LCLAA spells solidarity

SAN ANTONIO — If anybody thought the working class is splintering under the American right wing’s battering ram, they could take heart from the convention of the Labor Council for Latin American Advancement (LCLAA), which concluded here Aug. 5.

The bonds of solidarity barred every conceivable division: between men vs. women, Latinos vs. other nationalities, unionized vs. unorganized, public workers vs. private, AFL-CIO vs. Change to Win, citizens vs. immigrants, craft unions vs. industrial unions, old vs. young, and gay vs. straight.

Milton Rosado, the group’s president, said Latinos comprise about 13 percent of the U.S. workforce, and that percentage is increasing. He cited a growing list of worker grievances, with stagnant wages at the top of the list.

“We cannot afford to be blind to attacks on the civil rights of workers,” Rosado said. “LCLAA is the most effective defense that the workers have.” He stressed the need for immediate coordinated action: “Mañana is too late!”

With 1.7 million members, this union-led civil rights organization is one of the country’s largest Latino organizations. Speakers and panelists came from all aspects of union and civil rights struggles.

Rosa Rosales, president of the League of United Latin American Citizens, pledged to work side by side with LCLAA.

Both of America’s labor federations were strongly represented among the delegates and on the podium. Dolores Huerta, a co-founder of the United Farm Workers of America, played a prominent role in the proceedings.

Virtually all of the speeches explicitly rejected the current efforts by Congress and the Bush administration to degrade and criminalize immigrants. A special “Town Hall meeting” was devoted to standing in solidarity with non-citizens working in this country.

Rep. Sheila Jackson Lee of Houston denounced Republicans for unethical maneuvers on the immigration issue. She said that, instead of honest parliamentary procedure, “the Republicans called for the biggest road show of false truths that you can imagine.” She said the current hearings being held around the country are “encouraging Americans to come out and show the worst of their sides.” She branded them “hearings that are contracted and contrived.”

Steve Saldana of Catholic Charities stated flatly that he and other religious leaders would go to jail if HR 4437, the Sensenbrenner bill that passed the House last December, becomes the law of the land. The bill would criminalize the undocumented as well as anybody who helps them.

AFL-CIO Executive Vice President Linda Chavez-Thompson explained the reason behind the right-wing assault: “Immigrant workers are the ones that we need to be organizing, because they are the most growing segment of the workforce in America.
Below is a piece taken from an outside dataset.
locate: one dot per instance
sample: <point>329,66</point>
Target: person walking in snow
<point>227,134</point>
The reason behind Sensenbrenner and the Senate proposals is to keep us from organizing!”

The convention passed 41 resolutions that extended solidarity, from local organizing drives to international questions such as opposing military aid to Colombia and calling for a recount in the Mexican elections.

LCLAA delegates studied America’s problems of education, organizing and how to win the upcoming elections. A special emphasis on action was underlined by a militant picket line with San Antonio’s postal workers. Four regional immigrant rights demonstrations were announced for early September.